Culture Gap at Olympics: Canadian Snowboarder Stripped of Gold Medal For Testing Positive for THC

February 11, 1998

Snowboarding made its debut in this year’s Winter Olympics in a big way with the disqualification of Canadian Gold Medal winner Ross Rebagliati for testing positive for marijuana.

Rebagliati, 26, had his best performance of an 11-year career in Sunday's giant slalom, winning the first Olympic gold medal of a sport described as "wedded to its free-living surfing roots."

He was tested immediately after the race and two urine samples both showed the presence of 17.8 parts per million of cannabis metabolite -- just above the 15 ppm threshold set by the International Ski Federation which administers the sport.

There are two important points here. Chemical and cultural. One is that it is the metabolite, the residue, not the drug itself that is detected. Cannabinoids are not water-soluble and are detectable much longer than the residues of drugs such as cocaine and opiates. So there was no question about him being under the influence of cannabis. These tests would not even determine this, and had he been tested prior to the competition he might have passed, because his urine would have been less concentrated.

The cultural point is that skiing and snowboarding have represented two different cultures, but the Ski Federation represents the snowboarders. Until recently, snowboards were banned from most major ski resorts. Now they are seen as their salvation as boarding has brought in a new generation. A storm ahead?

A Close Vote

Francois Carrard, Director-General of the International Olympic Committee, said the case had been hotly debated in two separate IOC bodies.
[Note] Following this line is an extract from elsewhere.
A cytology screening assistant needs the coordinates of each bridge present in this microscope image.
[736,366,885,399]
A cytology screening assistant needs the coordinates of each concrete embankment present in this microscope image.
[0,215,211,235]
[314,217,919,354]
First it was discussed by the IOC's medical commission, which voted 13-12 for a formal recommendation that Rebagliati lose his medal and be disqualified. The IOC's ruling executive board voted 3-2 to support the recommendation, with two members abstaining.

The odd thing about this debate is that it may put the Olympics officials in the position of saying that marijuana is a performance-enhancing drug. They say that performance-enhancing nature of marijuana is being challenged. Of course, this flies in the face of prohibitionist propaganda, which says that marijuana hurts performance.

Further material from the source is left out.